Welcome Guest, Not a member yet? Register   Sign In
xss_clean adds semicolon to anything with an &
#11

[eluser]Skippy[/eluser]
I do. Smile I'm seeing the same problem. There doesn't seem to be any improvement in 1.6.3. I've activated global XSS filtering in my config, the idea being to have all _POST data automatically secured all the time. But I'm having the same issue: stuff like "A&B" gets transformed into "A&B;", basically there's an extra semicolon added. And another case: "A&B C" becomes "A&B;C" (...so not only it appended a semicolon, it also ate up the space before C).

I'm surprised this issue hasn't surfaced before, since it's xss_clean() that does it. Don't people enter stuff like this into forms?
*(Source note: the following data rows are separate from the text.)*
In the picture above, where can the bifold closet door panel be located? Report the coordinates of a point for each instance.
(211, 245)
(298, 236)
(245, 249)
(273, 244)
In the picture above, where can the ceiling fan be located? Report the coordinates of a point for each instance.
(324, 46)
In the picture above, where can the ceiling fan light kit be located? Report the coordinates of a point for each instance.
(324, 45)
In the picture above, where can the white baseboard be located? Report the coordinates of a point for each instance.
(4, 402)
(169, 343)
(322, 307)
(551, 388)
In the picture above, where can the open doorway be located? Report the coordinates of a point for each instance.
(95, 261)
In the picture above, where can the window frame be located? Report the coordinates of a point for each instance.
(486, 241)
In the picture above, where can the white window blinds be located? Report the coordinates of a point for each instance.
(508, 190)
BTW, I'm not seeing the issue with this forum, so if it's built on CI I'd appreciate telling me what you did right to fix it. Smile

PS: Ah, there it is. Not happening anymore using Input.php from SVN. Any idea about how safe it would be to use that file with CI 1.6.2?
#12

[eluser]Skippy[/eluser]
Still no go, I'm afraid. I've upgraded to 1.6.3 and Input.php from SVN. A&B comes out fine now, but I'm still seeing this:

Code:
sales&marketing;,

Notice the stubborn extra semicolon (I end the string with g and comma, I get a semicolon shoved between them). Smile

Should I post a bug about this?
#13

[eluser]reconstrukt[/eluser]
I'm afraid so.

The scenarios outlined in my original post were essentially key value pairs delimited by ampersands (i.e. in URLs, etc.) Upgrading to 1.6.3 solved these issues, however, I too have seen the "semicolon insertion" issue on simple text entry as you like you mention above.
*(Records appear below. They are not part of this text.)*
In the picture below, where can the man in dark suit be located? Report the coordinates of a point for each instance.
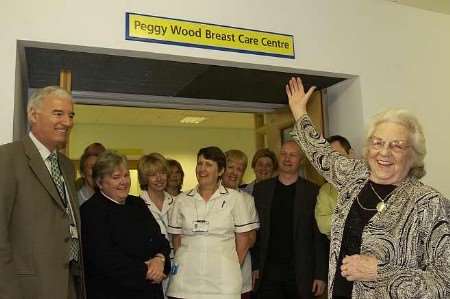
(39, 215)
(290, 258)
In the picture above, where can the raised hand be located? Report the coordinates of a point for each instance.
(297, 97)
(359, 267)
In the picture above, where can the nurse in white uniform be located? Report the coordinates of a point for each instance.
(232, 178)
(152, 174)
(210, 225)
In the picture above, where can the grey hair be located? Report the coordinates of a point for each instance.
(38, 96)
(106, 163)
(416, 136)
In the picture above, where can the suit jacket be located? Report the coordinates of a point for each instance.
(34, 227)
(310, 248)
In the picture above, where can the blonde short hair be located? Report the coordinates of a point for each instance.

The semicolon is inserted because of the regular expression that xss_clean() uses. But the underlying problem is part of a larger design flaw - xss_clean looks for what it *thinks* to be mis-typed ASCII entities, and tries to automagically correct them for you. If/when it finds such a "typo", it inserts a semicolon. I'm not sure why this auto-correction is done, but I'm sure there's a reason - the CI guys wouldn't bake that in for nothing.

Maybe a better solution is to enumerate the ASCII characters to be converted via get_html_translation_table(), and using more precise regex's based on this explicit list. ?
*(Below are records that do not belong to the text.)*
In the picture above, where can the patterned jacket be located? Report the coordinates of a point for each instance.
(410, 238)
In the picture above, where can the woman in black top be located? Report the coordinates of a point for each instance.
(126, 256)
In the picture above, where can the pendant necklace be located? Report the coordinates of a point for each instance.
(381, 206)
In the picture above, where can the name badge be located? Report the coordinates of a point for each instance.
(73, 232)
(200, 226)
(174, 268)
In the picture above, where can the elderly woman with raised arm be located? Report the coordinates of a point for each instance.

In any case, your "sales&marketing;" should be left untouched (as there's no ASCII entity called "&marketing;"). So yes, this is definitely a bug...
#14

[eluser]reconstrukt[/eluser]
Note that this isn't fixed on the boards...

See above in the last paragraph, a semicolon was inserted into the first instance of "sales&marketing;"

(there, it did it again)

Looks like we can get this to happen if we type some pattern like:

[alphanumeric][ampersand][alphanumeric]

OK, let's try it. Any semicolons you may see below have been inserted by these boards, and were not typed by me.

1. sales&marketing;2. something&1something;3. a&b&c
4. 1&2&3
5. something& spacesomethingelse& anotherspacesomethingelse&
6. one1&two2;&three;&

...ok, clicking submit...
#15

[eluser]reconstrukt[/eluser]
Results:

A semicolon was inserted on tests 1, 2, 6.

3, 4, 5 were left untouched.

Also note: the line break was gobbled up after #1 and #2. So, another bug - when a semicolon is inserted, any trailing newline characters are also replaced.
#16

[eluser]Skippy[/eluser]
Not just newline, also space and possibly other types of whitespace.

Doesn't completing supposedly incomplete HTML entities go a bit beyond the call of duty, so to speak?

Speaking of which, why is a good old htmlentities() not enough to prevent XSS? XSS could be (simply) defined as remote-supplied JavaScript executed when it should not be. I would think that any browser that manages to somehow execute JavaScript in a piece of text that passed through htmlentities(), output on a document with Content-Type "text/html", to be seriously flawed. Are there such browsers? Is that why just htmlentities() is not enough?
#17

[eluser]Pascal Kriete[/eluser]
If you plan on allowing absolutely no tags, htmlentities will do the trick [EDIT: .. in most cases].

Believe it or not, almost all browsers out there today are "seriously flawed". They make a lot of assumptions to render sloppy code.
So once you start allowing some tags (or modify to create tags - i.e. bbcode), you run into the lax browser rendering engines. Under the right conditions, browsers will accept entities without semicolons. Also, many accept the javascript directive in places where javascript simply does not belong.

A positive security policy is always the best approach (specify what is allowed). Always strip as much as you can and validate where possible. That means that a url field should be checked to contain a url. (! and if someone tells you it doesn't, for god's sake fix it !)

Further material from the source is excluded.